Reduction in the number of out-of-country polling stations has been caused by amendments made to the country’s election legislation. Under these amendments, the polling stations will be established outside the country only in territories where the country’s diplomatic representations function.
Ismonov says parliamentarians have endorsed the amendments to the election legislation in a hurry, “underestimating the scale of the violation of migrants’ rights. “More than 90 percent of parliamentarians are from rural areas and they have not yet got rid of provincial thinking,” DPT leader noted.
“I hope that really professional parliament will function in the country after the February elections,” Ismonov added.
Meanwhile, migrant workers reportedly make up a major portion of the opposition’s support base in Tajikistan.
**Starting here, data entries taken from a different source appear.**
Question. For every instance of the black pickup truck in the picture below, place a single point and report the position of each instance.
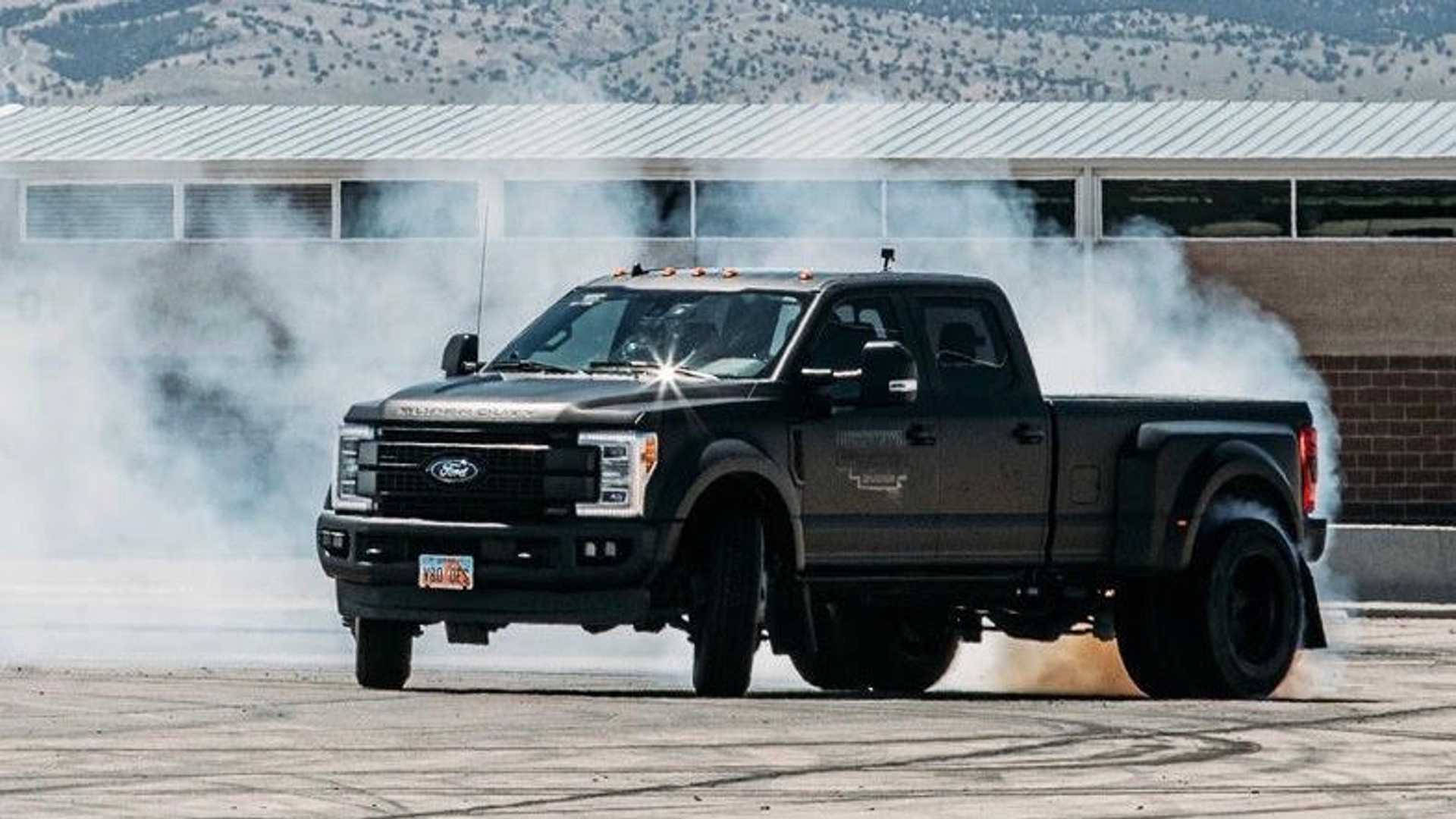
(858, 466)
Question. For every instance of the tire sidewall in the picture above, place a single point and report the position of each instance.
(1231, 673)
(727, 632)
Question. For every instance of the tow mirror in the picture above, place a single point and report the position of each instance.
(462, 356)
(887, 375)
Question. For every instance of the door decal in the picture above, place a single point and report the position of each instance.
(873, 461)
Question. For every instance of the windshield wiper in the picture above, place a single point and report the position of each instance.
(530, 366)
(651, 368)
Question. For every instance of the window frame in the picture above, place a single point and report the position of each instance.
(1012, 366)
(24, 210)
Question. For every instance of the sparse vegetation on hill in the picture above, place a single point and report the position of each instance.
(108, 52)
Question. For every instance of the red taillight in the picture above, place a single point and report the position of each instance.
(1308, 466)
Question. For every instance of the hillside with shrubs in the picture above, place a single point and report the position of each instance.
(313, 52)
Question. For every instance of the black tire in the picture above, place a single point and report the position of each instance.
(836, 664)
(382, 653)
(1152, 617)
(1251, 613)
(727, 595)
(908, 651)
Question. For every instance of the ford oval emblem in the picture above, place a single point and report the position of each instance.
(453, 469)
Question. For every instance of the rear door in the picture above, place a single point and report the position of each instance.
(870, 474)
(993, 428)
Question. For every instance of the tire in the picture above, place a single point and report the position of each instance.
(908, 651)
(1152, 617)
(1251, 613)
(382, 653)
(836, 665)
(727, 605)
(1228, 627)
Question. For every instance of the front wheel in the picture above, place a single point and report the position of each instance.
(727, 605)
(382, 653)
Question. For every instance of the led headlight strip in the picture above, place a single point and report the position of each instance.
(628, 461)
(347, 469)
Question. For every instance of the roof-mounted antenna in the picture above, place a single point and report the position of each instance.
(485, 246)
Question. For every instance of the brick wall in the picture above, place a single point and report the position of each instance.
(1398, 436)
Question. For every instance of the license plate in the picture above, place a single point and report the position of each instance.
(447, 572)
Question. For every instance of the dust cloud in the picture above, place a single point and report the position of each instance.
(169, 411)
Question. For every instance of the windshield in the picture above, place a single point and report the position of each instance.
(728, 335)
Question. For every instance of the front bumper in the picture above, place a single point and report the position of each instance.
(523, 573)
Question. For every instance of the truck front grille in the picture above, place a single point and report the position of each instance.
(513, 479)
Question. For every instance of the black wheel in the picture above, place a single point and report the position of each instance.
(836, 665)
(382, 653)
(1152, 618)
(726, 617)
(1251, 611)
(908, 651)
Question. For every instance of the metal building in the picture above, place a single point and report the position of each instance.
(1340, 218)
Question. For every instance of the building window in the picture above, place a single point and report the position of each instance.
(408, 210)
(981, 209)
(780, 209)
(1197, 209)
(617, 209)
(1397, 209)
(98, 212)
(258, 212)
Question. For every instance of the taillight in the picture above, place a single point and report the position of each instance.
(1308, 466)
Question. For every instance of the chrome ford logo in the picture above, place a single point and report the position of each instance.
(453, 469)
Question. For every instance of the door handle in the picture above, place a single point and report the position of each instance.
(1028, 435)
(921, 435)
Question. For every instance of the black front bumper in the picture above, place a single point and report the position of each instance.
(523, 573)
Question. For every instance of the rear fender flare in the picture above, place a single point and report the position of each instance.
(1229, 463)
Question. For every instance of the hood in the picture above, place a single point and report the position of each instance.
(536, 398)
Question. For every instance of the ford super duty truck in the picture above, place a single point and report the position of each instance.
(858, 468)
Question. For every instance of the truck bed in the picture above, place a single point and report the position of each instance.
(1092, 433)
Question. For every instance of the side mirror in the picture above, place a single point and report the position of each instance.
(462, 354)
(887, 375)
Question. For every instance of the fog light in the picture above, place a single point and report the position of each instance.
(601, 553)
(335, 544)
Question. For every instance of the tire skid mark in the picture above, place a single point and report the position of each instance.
(867, 767)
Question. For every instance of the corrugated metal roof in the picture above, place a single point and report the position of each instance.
(977, 131)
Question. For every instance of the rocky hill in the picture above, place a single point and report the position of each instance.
(231, 52)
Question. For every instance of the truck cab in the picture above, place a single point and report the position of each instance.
(858, 468)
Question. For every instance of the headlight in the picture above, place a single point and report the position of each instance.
(628, 461)
(347, 496)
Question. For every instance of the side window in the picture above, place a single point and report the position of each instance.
(967, 343)
(849, 325)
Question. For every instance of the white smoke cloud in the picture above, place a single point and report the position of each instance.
(177, 403)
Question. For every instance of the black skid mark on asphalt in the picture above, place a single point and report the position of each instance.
(1091, 735)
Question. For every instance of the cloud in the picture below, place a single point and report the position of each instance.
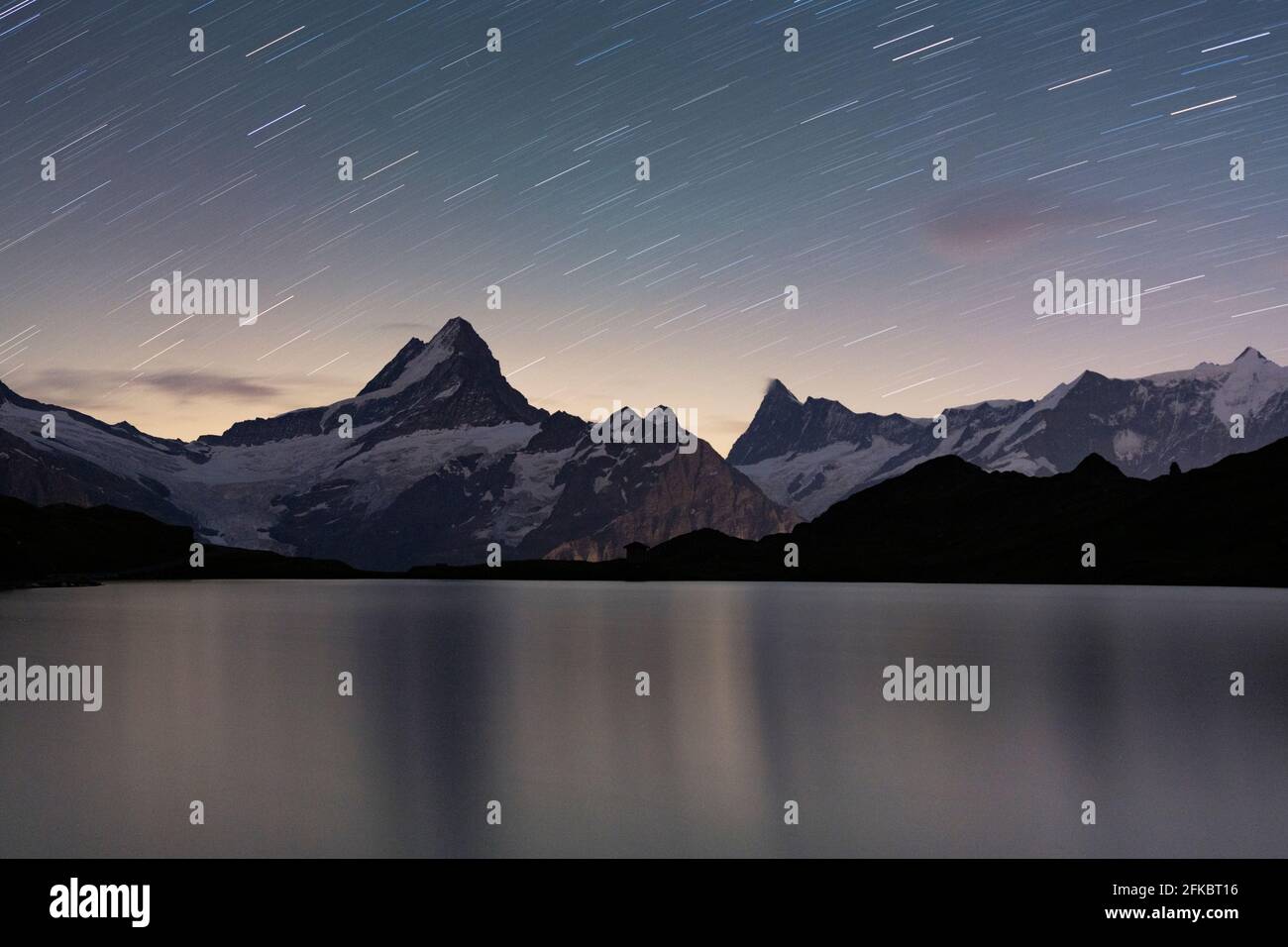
(997, 223)
(93, 386)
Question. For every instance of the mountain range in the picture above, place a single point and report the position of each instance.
(810, 455)
(446, 458)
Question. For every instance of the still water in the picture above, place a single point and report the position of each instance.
(526, 693)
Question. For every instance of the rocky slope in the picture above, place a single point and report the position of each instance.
(445, 459)
(809, 455)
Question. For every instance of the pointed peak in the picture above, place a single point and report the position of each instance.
(456, 331)
(1095, 466)
(1250, 355)
(778, 390)
(417, 359)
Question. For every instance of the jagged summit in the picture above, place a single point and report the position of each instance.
(777, 389)
(416, 360)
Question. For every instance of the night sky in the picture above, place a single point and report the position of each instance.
(518, 169)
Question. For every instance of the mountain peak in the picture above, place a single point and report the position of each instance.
(1095, 467)
(777, 390)
(1250, 355)
(417, 359)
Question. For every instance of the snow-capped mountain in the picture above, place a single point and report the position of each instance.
(809, 455)
(445, 459)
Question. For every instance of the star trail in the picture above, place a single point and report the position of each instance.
(518, 169)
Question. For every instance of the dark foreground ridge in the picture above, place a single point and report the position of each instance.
(80, 545)
(945, 521)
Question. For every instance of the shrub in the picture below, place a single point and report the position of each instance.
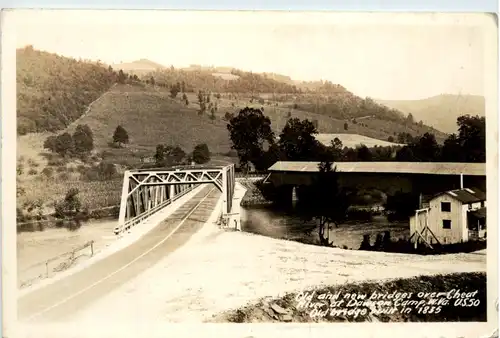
(359, 215)
(55, 162)
(33, 163)
(48, 172)
(20, 169)
(64, 176)
(102, 172)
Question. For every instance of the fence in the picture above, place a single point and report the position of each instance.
(44, 269)
(50, 218)
(250, 175)
(138, 219)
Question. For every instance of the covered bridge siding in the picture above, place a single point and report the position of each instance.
(389, 177)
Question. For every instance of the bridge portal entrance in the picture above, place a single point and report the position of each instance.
(147, 191)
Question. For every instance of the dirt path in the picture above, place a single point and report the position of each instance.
(220, 270)
(63, 298)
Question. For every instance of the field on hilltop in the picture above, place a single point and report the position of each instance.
(440, 111)
(56, 94)
(152, 117)
(53, 91)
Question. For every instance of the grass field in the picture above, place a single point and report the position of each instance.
(37, 247)
(93, 195)
(152, 117)
(265, 222)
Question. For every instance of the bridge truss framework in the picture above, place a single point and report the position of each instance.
(146, 191)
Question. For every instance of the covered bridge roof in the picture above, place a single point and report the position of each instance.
(434, 168)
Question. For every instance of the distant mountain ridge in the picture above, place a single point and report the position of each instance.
(440, 111)
(138, 67)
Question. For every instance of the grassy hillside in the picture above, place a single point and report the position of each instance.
(139, 67)
(53, 91)
(151, 117)
(440, 111)
(55, 94)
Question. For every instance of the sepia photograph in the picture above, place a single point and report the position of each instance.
(252, 168)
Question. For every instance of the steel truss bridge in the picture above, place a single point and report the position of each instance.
(147, 191)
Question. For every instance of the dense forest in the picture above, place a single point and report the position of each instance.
(53, 91)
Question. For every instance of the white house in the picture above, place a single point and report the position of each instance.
(451, 217)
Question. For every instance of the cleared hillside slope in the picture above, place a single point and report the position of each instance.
(440, 111)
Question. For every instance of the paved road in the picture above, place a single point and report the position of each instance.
(60, 300)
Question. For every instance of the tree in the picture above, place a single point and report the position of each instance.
(405, 154)
(50, 143)
(121, 76)
(297, 141)
(364, 154)
(120, 136)
(249, 131)
(325, 202)
(169, 155)
(70, 205)
(336, 149)
(472, 137)
(64, 145)
(83, 139)
(228, 116)
(452, 150)
(201, 154)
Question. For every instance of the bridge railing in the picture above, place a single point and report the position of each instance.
(138, 219)
(46, 268)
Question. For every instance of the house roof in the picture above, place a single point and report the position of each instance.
(435, 168)
(466, 195)
(479, 213)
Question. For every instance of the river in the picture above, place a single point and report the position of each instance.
(287, 224)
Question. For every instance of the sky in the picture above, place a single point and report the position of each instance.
(383, 56)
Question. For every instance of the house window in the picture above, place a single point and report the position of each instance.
(445, 206)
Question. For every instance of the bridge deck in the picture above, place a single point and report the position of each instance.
(63, 298)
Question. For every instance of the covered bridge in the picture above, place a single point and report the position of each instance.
(389, 177)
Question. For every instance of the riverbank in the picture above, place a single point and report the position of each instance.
(34, 249)
(292, 307)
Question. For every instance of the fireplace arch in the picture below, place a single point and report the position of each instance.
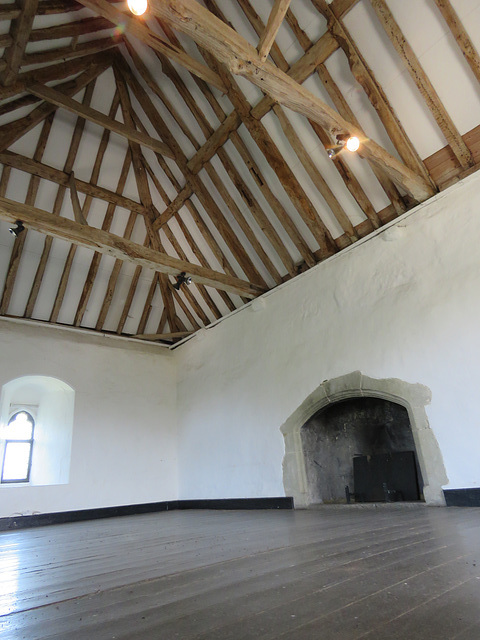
(413, 397)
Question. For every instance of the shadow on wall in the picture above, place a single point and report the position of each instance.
(51, 404)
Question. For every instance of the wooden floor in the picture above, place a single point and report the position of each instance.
(331, 573)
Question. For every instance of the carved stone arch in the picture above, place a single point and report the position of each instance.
(414, 397)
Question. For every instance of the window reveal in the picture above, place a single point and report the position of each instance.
(17, 456)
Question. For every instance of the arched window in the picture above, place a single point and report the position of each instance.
(36, 425)
(17, 454)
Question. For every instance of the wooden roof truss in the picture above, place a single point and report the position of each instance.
(204, 186)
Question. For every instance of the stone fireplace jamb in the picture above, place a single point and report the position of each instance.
(414, 397)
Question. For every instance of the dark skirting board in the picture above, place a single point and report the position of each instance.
(62, 517)
(462, 497)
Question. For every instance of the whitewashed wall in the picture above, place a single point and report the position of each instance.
(124, 429)
(404, 304)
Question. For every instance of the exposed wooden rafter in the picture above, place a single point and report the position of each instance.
(61, 100)
(153, 40)
(126, 250)
(19, 33)
(274, 23)
(238, 191)
(241, 58)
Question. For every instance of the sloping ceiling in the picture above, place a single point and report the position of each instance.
(194, 139)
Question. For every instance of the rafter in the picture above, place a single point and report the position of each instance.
(10, 133)
(153, 40)
(274, 23)
(19, 31)
(19, 243)
(145, 195)
(231, 122)
(366, 79)
(162, 336)
(430, 96)
(463, 39)
(198, 186)
(77, 50)
(57, 207)
(241, 58)
(50, 73)
(126, 250)
(60, 100)
(47, 172)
Tajik migrant community leaders in Russia say the majority of Tajiks working in Russia tend to support opposition candidates.
By various estimates, 1 million to 1.3 million Tajiks leave the country every harvest season, mostly for Russia, to take jobs as seasonal laborers. The vast majority of them are eligible voters.
In all, some 40 precinct election commissions (PECs) are expected to the established outside Tajikistan to facilitate out-of-country voting in the 2015 parliamentary elections due in late February next year. Abdumannon Dodoyev, the head of the Central Commission for Elections and Referenda (CCER)’s office says this number is repeatedly fewer than the number of PECs established outside the country during the 2013 presidential election and the number of PECs established outside the country during the 2010 parliamentary elections.
We will recall that during the 2013 presidential election, opposition leaders accused the authorities of excluding more than a million Tajik migrant workers from the signature-gathering campaign.
The CCER had ruled that the migrants have the right to vote in the election, but that they were not allowed to take part in the signature-gathering process. Election officials argued that the majority of Tajiks working in Russia do not have a registered address, making it impossible to verify the authenticity of their signatures.